The relation of protein expression profiles to cells and specific cell states as realized by means of the GPDE may offer a solution to this problem. We are convinced that there still is a large number of biomarkers to be discovered. Specific cell types and specific cell states are inevitably associated with specific protein expression profiles. Any disease is associated with alterations of the cell composition of tissue compartments in addition to alterations of functional cell states. As a result, any disease will always be accompanied by the expression of characteristic proteins, which may serve as biomarkers. Aberrantly expressed proteins which may serve as biomarkers will be expressed by a specific cell type in an aberrant tissue location or by cells which have entered an aberrant but characteristic functional cell state. In order to support the identification and assessment of such candidate biomarker proteins, the GPDE organizes proteome profiles around cells and cell states. If a clinical study identifies a candidate biomarker protein, a simple search in the CPL/MUW database may demonstrate whether or not the protein has the required expression specificity. If a candidate
biomarker is found to be expressed by several cell types at relatively high abundance, it will be of rather poor specificity. If a candidate biomarker is found to be expressed by few or a single cell type only and also is plausibly associated with the corresponding disease, it may have high specificity. If a candidate biomarker protein is found to be expressed by specifically activated cells only, this information may substantially contribute to the understanding of the disease pathology.
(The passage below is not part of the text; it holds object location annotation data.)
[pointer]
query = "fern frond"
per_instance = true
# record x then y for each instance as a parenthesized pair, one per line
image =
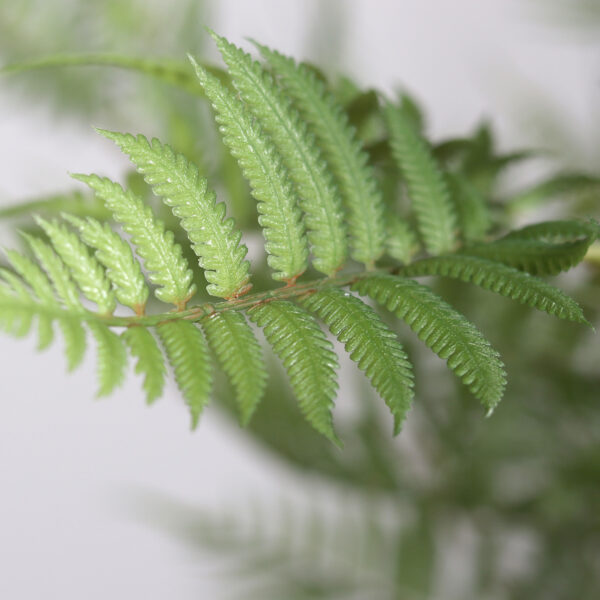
(115, 254)
(537, 258)
(318, 195)
(41, 287)
(85, 269)
(240, 356)
(474, 218)
(371, 345)
(401, 243)
(280, 217)
(74, 203)
(444, 330)
(72, 330)
(215, 240)
(187, 352)
(150, 361)
(343, 152)
(557, 231)
(17, 318)
(427, 189)
(307, 356)
(162, 256)
(111, 358)
(504, 280)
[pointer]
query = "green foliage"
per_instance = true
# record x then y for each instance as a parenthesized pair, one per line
(315, 187)
(307, 356)
(317, 194)
(370, 344)
(347, 160)
(150, 363)
(187, 352)
(162, 256)
(503, 280)
(444, 330)
(280, 217)
(115, 254)
(426, 186)
(537, 258)
(85, 270)
(240, 356)
(111, 356)
(213, 237)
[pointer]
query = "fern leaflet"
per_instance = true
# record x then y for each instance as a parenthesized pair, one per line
(444, 330)
(17, 318)
(187, 352)
(280, 218)
(354, 177)
(150, 361)
(72, 330)
(307, 356)
(41, 287)
(426, 186)
(318, 196)
(162, 256)
(240, 356)
(500, 279)
(537, 258)
(214, 239)
(370, 344)
(557, 231)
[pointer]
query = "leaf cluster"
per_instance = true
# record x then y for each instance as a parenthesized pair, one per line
(330, 232)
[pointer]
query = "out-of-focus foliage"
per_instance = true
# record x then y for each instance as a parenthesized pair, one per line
(522, 486)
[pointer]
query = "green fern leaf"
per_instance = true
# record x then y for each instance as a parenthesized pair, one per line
(162, 256)
(150, 361)
(307, 356)
(187, 352)
(318, 196)
(427, 189)
(18, 319)
(401, 242)
(240, 356)
(343, 152)
(557, 231)
(444, 330)
(72, 330)
(74, 203)
(38, 282)
(85, 270)
(115, 254)
(280, 217)
(473, 212)
(370, 344)
(111, 358)
(537, 258)
(501, 279)
(173, 72)
(214, 239)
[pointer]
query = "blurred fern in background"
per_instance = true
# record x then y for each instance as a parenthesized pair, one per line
(527, 477)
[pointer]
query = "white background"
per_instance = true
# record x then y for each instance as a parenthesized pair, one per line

There is still a lot of room for further development of the GPDE. New features that hopefully will be completed in the near future are: A second search function that allows the creation of more complex queries and the comparison of the result sets of these queries, the support of multiple export formats as well as the support for different accession systems at query level.
By developing the PRIDE XML data format a standardized data format for proteomics data publishing was created. Furthermore, clinical proteomics are unthinkable without the extensive use of meta-analysis. The GPDE is meant as a simple and easy to use solution to this problem: It combines different proteomics experiments available in the PRIDE XML format to specifically defined “cell types“. Thus, the different experiments become indistinguishable to the user and a completely “biologically” based view on the proteomics data is generated. The GPDE is free software under the terms of the AGPL and available for download at http://www.griss.co.at/?GPDE. Currently, the first institution to use the GPDE is the CPL/MUW, available at http://www.meduniwien.ac.at/proteomics/database.
We would like to thank Birgit Thiel for proofreading the manuscript and testing the application.